Assegnato da 10 lire emesso in Francia nel 1792 (source: archive)Il lavoro della commissione è sistematico; in un comunicato diffuso il 28 termidoro dell’anno 3 (29 luglio 1795), nel 4° comma si definiscono le caratteristiche della nuova moneta da 5 franchi da coniare in agneto: “Per quanto riguarda il tipo, i pezzi d’argento porteranno la figura di Ercole, che unisce Uguaglianza e Libertà, con un’iscrizione che indichi unità e potere. Sul retro, saranno incisi due rami intrecciati di quercia e di alloro, con la legenda REPUBLIQUE FRANÇAISE. Al centro sarà posta la denominazione. In esergo, in numeri arabi, verrà inciso l’anno dell’era repubblicana. Sul bordo, sarà inciso GARANTIE NATIONALE”. Dupré crea i modelli della nuova moneta come previsto dalla legge: un potente Ercole in nudità eroica, vestito solo della pelliccia del leone di Nemea, tra due personificazioni femminili. La figura alla sua destra, caratterizzata da un berretto frigio, rappresenta la Libertà. A seno nudo e capelli sciolti, essa ricorda l’amazzone della Libertà che Dupré aveva già raffigurato su un’altra medaglia.
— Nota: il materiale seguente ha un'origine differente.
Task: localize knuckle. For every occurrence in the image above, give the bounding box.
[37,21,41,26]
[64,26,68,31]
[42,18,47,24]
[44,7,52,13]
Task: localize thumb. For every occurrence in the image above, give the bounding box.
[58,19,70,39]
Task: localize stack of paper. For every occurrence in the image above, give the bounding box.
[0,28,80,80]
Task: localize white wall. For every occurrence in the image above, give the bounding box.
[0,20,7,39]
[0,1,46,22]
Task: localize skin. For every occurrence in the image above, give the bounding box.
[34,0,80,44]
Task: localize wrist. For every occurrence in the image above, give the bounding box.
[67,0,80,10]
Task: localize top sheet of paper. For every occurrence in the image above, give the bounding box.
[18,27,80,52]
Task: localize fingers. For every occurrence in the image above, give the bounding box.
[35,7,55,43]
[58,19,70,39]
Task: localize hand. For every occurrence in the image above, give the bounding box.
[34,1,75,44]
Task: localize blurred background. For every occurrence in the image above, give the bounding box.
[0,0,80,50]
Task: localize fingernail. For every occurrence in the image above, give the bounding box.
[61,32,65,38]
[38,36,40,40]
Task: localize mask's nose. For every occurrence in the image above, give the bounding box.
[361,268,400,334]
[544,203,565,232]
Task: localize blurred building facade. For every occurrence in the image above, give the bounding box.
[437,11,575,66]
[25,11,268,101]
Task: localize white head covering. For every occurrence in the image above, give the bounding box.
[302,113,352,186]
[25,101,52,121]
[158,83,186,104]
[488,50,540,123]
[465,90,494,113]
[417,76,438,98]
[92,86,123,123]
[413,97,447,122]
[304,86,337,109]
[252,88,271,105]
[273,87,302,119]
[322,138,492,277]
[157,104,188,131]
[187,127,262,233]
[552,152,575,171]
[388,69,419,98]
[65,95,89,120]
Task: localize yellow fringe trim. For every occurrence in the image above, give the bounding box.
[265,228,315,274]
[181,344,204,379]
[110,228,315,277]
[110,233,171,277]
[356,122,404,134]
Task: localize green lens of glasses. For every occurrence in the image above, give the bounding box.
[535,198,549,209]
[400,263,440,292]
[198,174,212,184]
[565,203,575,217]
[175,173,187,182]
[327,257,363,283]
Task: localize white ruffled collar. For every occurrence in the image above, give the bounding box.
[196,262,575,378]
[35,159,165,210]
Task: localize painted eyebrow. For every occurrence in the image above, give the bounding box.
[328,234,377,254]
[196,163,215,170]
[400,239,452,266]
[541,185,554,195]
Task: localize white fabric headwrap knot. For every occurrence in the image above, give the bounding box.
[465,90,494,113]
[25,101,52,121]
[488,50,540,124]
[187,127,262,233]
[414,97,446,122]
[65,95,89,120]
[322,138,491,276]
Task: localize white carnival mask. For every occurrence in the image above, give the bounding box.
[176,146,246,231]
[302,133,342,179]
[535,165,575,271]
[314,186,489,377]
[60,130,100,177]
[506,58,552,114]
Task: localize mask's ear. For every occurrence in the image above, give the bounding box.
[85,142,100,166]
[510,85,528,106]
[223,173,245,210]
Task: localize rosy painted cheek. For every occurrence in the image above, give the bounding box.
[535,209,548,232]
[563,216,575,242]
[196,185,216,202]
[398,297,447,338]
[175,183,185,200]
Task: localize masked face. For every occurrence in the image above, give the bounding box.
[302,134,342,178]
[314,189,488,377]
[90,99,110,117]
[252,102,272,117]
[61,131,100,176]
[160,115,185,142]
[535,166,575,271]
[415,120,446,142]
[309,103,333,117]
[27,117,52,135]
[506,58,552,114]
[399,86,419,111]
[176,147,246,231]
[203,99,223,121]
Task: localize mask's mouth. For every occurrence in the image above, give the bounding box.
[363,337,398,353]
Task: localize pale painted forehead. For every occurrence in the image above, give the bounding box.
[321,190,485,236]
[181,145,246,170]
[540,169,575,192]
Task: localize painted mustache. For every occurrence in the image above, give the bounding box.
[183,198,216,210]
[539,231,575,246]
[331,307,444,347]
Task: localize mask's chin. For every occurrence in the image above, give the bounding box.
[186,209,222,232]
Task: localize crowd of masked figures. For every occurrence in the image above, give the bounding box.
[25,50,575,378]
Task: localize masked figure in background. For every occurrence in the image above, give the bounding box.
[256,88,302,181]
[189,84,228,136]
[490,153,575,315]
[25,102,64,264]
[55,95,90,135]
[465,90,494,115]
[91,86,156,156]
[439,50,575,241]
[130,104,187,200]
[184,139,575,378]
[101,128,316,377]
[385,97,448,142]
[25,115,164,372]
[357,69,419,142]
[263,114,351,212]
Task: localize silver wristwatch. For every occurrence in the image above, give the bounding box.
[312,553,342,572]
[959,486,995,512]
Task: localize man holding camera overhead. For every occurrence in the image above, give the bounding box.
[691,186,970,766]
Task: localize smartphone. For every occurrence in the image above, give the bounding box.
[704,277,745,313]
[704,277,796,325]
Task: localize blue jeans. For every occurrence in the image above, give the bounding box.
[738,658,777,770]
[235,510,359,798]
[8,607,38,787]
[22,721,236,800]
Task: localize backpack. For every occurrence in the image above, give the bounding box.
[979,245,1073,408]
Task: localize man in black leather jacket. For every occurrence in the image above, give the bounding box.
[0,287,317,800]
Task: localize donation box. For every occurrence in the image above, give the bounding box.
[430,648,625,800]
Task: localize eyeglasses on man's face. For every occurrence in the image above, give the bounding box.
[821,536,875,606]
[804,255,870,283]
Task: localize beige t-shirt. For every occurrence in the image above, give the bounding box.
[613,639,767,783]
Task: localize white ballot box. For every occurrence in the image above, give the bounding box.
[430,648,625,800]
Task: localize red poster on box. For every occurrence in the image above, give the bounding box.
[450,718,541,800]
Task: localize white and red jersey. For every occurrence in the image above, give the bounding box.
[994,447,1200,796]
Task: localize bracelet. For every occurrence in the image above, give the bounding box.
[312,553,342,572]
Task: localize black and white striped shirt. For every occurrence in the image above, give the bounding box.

La figura di sinistra è invece in possesso di un “archipendulum”, che indica l’uguaglianza di tutti i cittadini. In esergo, il nome dell’artista, incisore capo alla zecca di Parigi. Segni di zecca, una piccola Artemide alla sinistra della Libertà, mentre il gallo a destra dell’Uguaglianza rappresenta Charles-Pierre de l’Espine, maestro di zecca.
E’ moneta repubblicana, ma già sotto l’ombra del Bonaparte, questa prova in oro da 5 franchi modellata da Dupré (source: Künker)Da Notare come l’Ercole tra le allegorie rivoluzionarie abbia un significato particolare: l’eroe greco, infatti, era già usato come simbolo dei Francia e, dopo la caduta di Luigi XVI, esso diventa emblema del popolo francese, “sovrano di se stesso”. Alla luce di ciò si comprende meglio anche la legenda UNION ET FORCE, dal momento che è l’unità del popolo a determinarne la forza. Resta il problema dell’approvvigionamento di metalli preziosi da monetare e, a risolverlo in gran parte, ci pensa Napoleone che, dall’Italia invasa e saccheggiata, nel 1797 fa arrivare la bellezza di 51 milioni di franchi in valute estere, mentre ulteriori 21 milioni arrivano da altre zone di guerra. Con un colpo di Stato, quindi, Napoleone Bonaparte si nomina primo console della Repubblica il 9 novembre 1799 ma, ben comprendendo il potere politico e la “delicatezza” dello strumento-moneta, attenderà due anni prima di porre sulle coniazioni di Francia il proprio ritratto.
Esemplare “di serie” della 5 franchi anno 10 zecca di Parigi (source: web)A questo periodo di transizione appartiene un “unicum” che verrà messo all’asta dalla casa tedesca Künker a Berlino, il prossimo 4 febbraio (lotto 499). Si tratta di un “essai” da 5 franchi coniato in oro dalla zecca di Parigi e datato anno 10 (1801-1802). Unico noto in mani private, fino ad ora si trovava nel Museo Napoleonico del Principato di Monaco. Venne acquistato da Luigi II, bisnonno del principe Alberto II Grimaldi oggi sul trono, per la propria collezione e, a Belino, passerà sotto il martello del banditore a partire dalla considerevole cifra di 125 mila euro.